Aditi Hazra, PhD, MPH, who joined the Direct to Consumer working group of the Diagnostics pillar of the COVID Center for Innovation, could tell from the start that this was going to be an outcomes-focused initiative. Hazra is an epidemiologist with a background in genomics, and a former emergency medical technician. The weekend after the center’s meeting about diagnostics, Hazra had taken part in an MIT COVID-19 Challenge focused on the pandemic, learning everything she could about COVID-19 and immunity. Inspired, she began to think about how to rapidly understand the diagnostic needs of her clinical colleagues.

“MGB CCI working groups are made up of researchers — of diverse backgrounds since many clinicians with infectious disease expertise are on the frontlines treating patients,” said Hazra. To better understand what kinds of diagnostic tests would best serve clinical needs, Hazra began doing short, individual interviews with infectious disease leaders at the Brigham.

“I soon realized we needed to move faster,” she said.

So Hazra and colleagues in the Diagnostics Direct-to-Consumer working group, including Mehdi Jorfi, PhD, and Fanny Herisson, MD, PhD, both of Mass General, and Aishwarya Chander, who graduated from Sri Ramachandra Institute of Higher Education and Research, Tamil Nadu, India, just a few weeks ago, designed a four-minute survey for clinicians. The survey asked whether respondents thought there was a potential role for DTC testing in assessing patients and what criteria would help distinguish the most useful tests. DTC tests are designed for consumers to collect a specimen (for instance, blood from a swab, finger prick or saliva) and run the test at home, getting results within 20 minutes.

Hazra asked friends, colleagues at the Brigham and Mass General to circulate the survey. She went to sleep anxious but woke up the next day to 85 responses from clinicians and epidemiologists.

“Overwhelmingly, the answer was, ‘Yes, we think there’s a potential role,’” said Hazra. “With this feedback, we knew it was time to start scanning the horizon for tests that could fit our criteria.”

Horizon Scanning

Working groups, including Direct to Consumer, have been meeting virtually to drive efforts forward during COVID-19. From left: Trey Toombs, Rushdy Ahmad, Nell Meosky Luo, Aditi Hazra and Glenn Miller.

Based on the results from the survey, researchers in the DTC working group developed a set of standards and specifications by which they were able to do a very quick cut of hundreds of tests.

“There’s a common piece of advice in business: ‘Don’t boil the ocean.’ Take on too big a problem, and you’ll never make progress. The working groups wanted to take a targeted approach,” said Glenn Miller, PhD, of Partners Innovation. Miller has been sitting in on all the diagnostic working groups’ meetings for the last month, looking for ways to help connect ideas that transcend the groups.
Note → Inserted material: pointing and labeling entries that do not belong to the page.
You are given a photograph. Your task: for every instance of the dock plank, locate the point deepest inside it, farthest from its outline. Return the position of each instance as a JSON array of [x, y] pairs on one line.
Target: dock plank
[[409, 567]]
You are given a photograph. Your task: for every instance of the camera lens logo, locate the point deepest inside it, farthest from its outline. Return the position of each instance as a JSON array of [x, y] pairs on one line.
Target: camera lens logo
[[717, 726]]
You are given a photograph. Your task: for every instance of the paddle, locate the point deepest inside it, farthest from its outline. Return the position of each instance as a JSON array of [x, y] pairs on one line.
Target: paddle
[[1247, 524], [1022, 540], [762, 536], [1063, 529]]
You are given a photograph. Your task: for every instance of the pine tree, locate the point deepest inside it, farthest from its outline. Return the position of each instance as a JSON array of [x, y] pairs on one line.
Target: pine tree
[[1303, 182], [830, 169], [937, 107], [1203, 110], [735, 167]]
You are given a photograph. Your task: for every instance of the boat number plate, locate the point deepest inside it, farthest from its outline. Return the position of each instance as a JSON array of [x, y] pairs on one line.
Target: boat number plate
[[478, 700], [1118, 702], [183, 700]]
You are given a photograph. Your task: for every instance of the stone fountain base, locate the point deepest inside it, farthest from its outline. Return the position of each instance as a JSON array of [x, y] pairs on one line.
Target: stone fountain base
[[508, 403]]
The DTC working group performed a “deep horizon scan” of available tests — systematically searching for new and emerging technologies. They generated a list of tests that could detect evidence of the virus itself, with no false negative results, and tests for antibodies — produced by the immune system in response to infection — with no false positives. Nell Meosky Luo, the CEO of Folia Health, and her team collaborated with the group to scan these tests to see if they met specifications, assessed manufacturing and distribution capabilities and identified any potential supply-chain issues.

In a matter of 10 days, they had sorted through more than 300 offerings, scoring each one based on their criteria.

Rushdy Ahmad, PhD, of the Wyss Institute, led the working group’s efforts. Trey Toombs, PhD, senior program manager for the Brigham Research Institute, and Karen Bruynell, administrative director of the Brigham Education Institute, have served as project managers.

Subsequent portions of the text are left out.